お会いしたとき、小倉遊亀さんは九十九歳、加藤シヅエさんが百歳、そして山田五十鈴さんが八十歳で、森光子さんが七十七歳。どういう形容詞を使っても言い表せないほどに皆様シャキッとして言語明瞭、お肌ツルツル、加えて得も言われぬ女らしさに満ちていて、仕草や反応がなんとも愛らしかった。女らしさといえば、川島なお美さんの回では、どれほど妖艶でセクシーかと想像しつつお会いしたのですけれど、これがまったく予想外。ときに目の前の机を手のひらでパンと叩いたりピリッと目を見張ったり、その敢然たる男らしさに私は胸がスカッとしたことを思い出します。仲良しご主人様と末永くワイングラスを傾けて幸せな老後を迎えられるのだろうと思っていたのに。
パク・ヨンハさんの訃報はショックでした。当時の私は韓流ブームに乗り切れず、正直なところ、パクさんにお会いすることにさほど積極的な関心がありませんでした。ところが会ってみれば、なんと素直で気遣いのある好青年でしょう。通訳さんを介しての対談にもかかわらず、訳される前から互いに言いたいことを察知できる瞬間がたびたびありました。外国人のゲストと言葉を越えてこんなふうに心が通じ合うほど嬉しいことはありません。彼がどれほど日本のファンに感謝しているかは、対談中も、その数日後のコンサートのときにもひしひしと伝わってきて、まるで愛しい弟ができたような気持で「ずっと活躍してくれよぉ」と遠くから応援していたのに、不幸な結果になってしまい、悲しいです。

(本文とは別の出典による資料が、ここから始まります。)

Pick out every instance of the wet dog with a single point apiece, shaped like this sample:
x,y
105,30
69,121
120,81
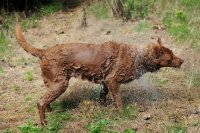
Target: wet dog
x,y
109,64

本書にご登場いただいたゲストの思い出を一人ずつ語っているときりがなく、本編より長くなってしまう恐れがあるので、ここらで留めることにいたしましょう。ただ、人は必ず死ぬと知っていても、生きている間はその実感がありません。今さらとは思うものの、こんなことならもう少し大事なことを伺うべきだったのではなかったかと、悔やむ気持が残ります。でも悔やんだところで、あの方々は戻ってきてくれない。だからこそ、残してくださった数々の言葉を反芻し、宝物として大切に心に秘めて生きていきたいと思います。どうせ私もいつかはアチラヘ行く身です。そのときに、伺いそびれたお話の続きをしようと楽しみにしております。どうか読者の皆様も、明治・大正・昭和から平成を生き抜いて、輝いて、そして逝ってしまった二十六人のヒーロー、ヒロインを、本書を通して久しぶりに思い出してくださいませ。きっとこの会話の隙間から、さらに思い起こされる懐かしき光景が浮かび上がってくるにちがいありません。
なんかちょっと、しみじみしちゃいましたね。
ちなみに『「聞く力」文庫』はこれにてとりあえずおしまい。寂しいって? あら、そお? ならばそのお気持、もっと大きな声でおっしゃってくださいませ。また化けてでも、出てまいりますゆえ。